1. Introduction of VGG16
VGG16 is a very classic feature extraction network. The original model is trained in 1000 categories, so it is generally used directly to change the final classification number, and only train the final classification layer to adapt to its own tasks ( Also known as migration learning), why is this approach useful?
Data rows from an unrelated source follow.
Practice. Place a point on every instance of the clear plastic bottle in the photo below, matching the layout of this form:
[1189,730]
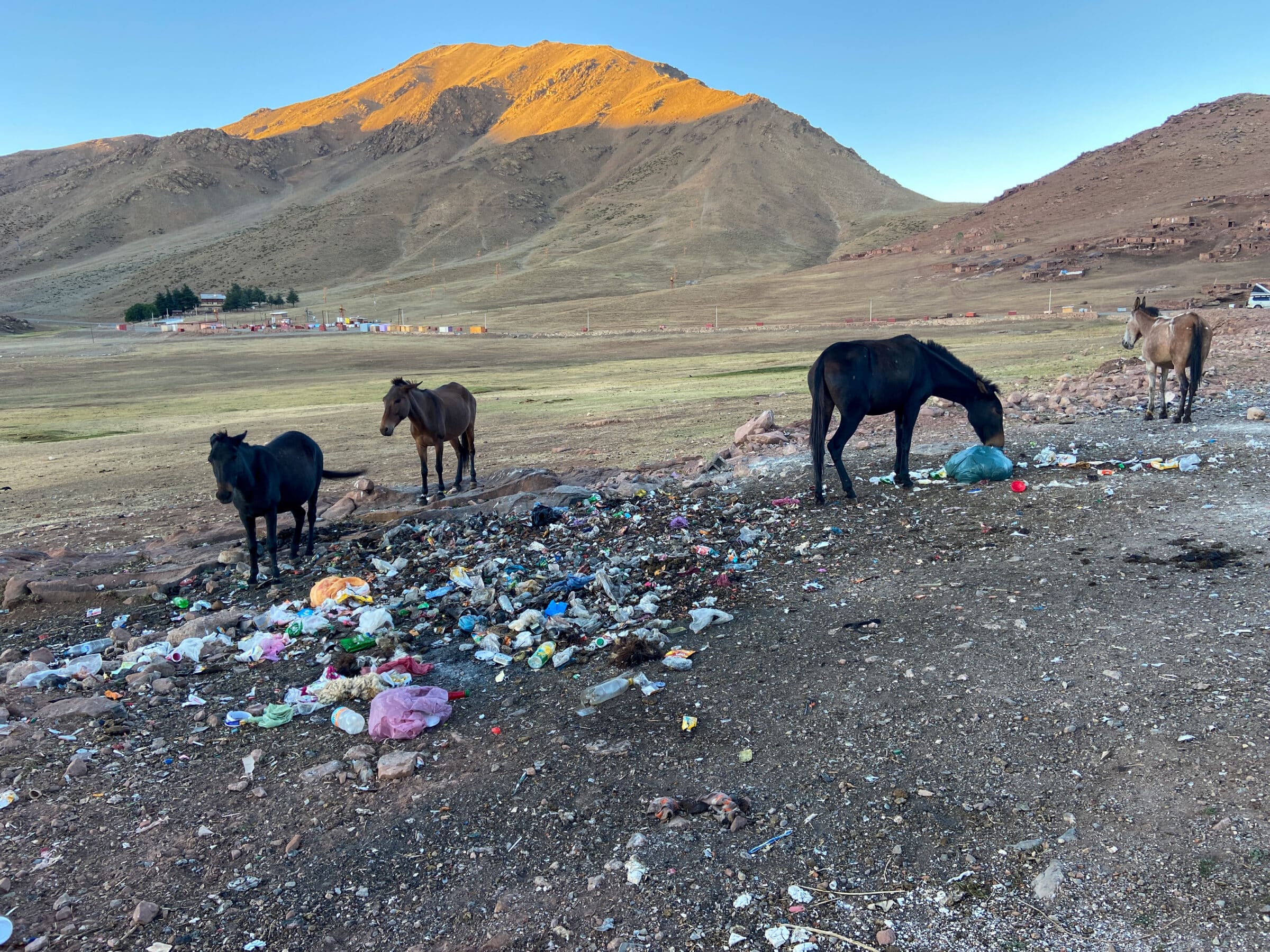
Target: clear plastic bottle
[88,648]
[606,691]
[541,654]
[348,720]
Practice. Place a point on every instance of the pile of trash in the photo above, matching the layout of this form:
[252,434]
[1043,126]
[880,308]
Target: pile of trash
[624,579]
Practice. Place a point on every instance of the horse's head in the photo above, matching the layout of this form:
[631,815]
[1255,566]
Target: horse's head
[397,405]
[986,416]
[226,464]
[1140,316]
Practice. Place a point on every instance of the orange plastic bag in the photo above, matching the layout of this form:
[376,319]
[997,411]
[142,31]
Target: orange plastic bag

It may be that different data in nature have similar distributions.
This article does not intend to do this. This article will modify the vgg network to retrain itself.
Let’s take a look at VGG’s native network first
Features:
1. The network structure is extremely simple and clear, with five layers of convolution + three layers of full connection + softmax classification, and no other structures.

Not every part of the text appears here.